I've actually recently upgraded my RAM and I thought that might be the problem, so I replaced the new memory with the old and most of the problems I've had are gone now, but it looks like the damage has been done with this issue.


----------



## johnwill (Sep 26, 2002)

If you had bad memory, there's no telling what got corrupted. That's a red flag whenever you install new memory and things go south. :smile:


----------



## Lisie (Jul 26, 2007)

Yeah, I'm trying to get it replaced on warranty right now and using the old one meanwhile. Meanwhile, should I just reinstall the OS?


----------



## johnwill (Sep 26, 2002)

Well, if you still have multiple issues, that may be the easiest way to proceed.

Whenever you add memory, you should first run one of those memory tests at least overnight before trying to use the machine. I normally run it for 24 hours, if it doesn't run error-free, the memory gets yanked.


----------



## rbatrack (Nov 15, 2009)

I had the same issue and as it is a corrupt TCP/IP Stack

To fix, you will need to run a command prompt as administrator

Start > All Programs > Accessories > Command Prompt (Right-Click and Run as Administrator)

At the command Prompt type : netsh winsock reset

Ignore all errors, restart your computer and networking should work


----------



## johnwill (Sep 26, 2002)

Actually, a service failing to start is rarely stack corruption.
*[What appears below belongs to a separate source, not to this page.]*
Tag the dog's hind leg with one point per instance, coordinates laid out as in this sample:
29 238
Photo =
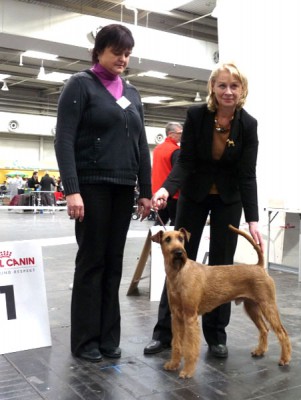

In any case, if you're going to reset the stack, might as well do the complete reset.

*TCP/IP stack repair options for use with Windows XP with SP2/SP3.*

*S*tart, *R*un, *CMD* to open a command prompt:

In the command prompt window that opens, type type the following commands, each followed by the Enter key:

_Note: Type only the text in bold for the following commands._

Reset TCP/IP stack to installation defaults, type: *netsh int ip reset reset.log*

Reset WINSOCK entries to installation defaults, type: *netsh winsock reset catalog*

Reboot the machine.


----------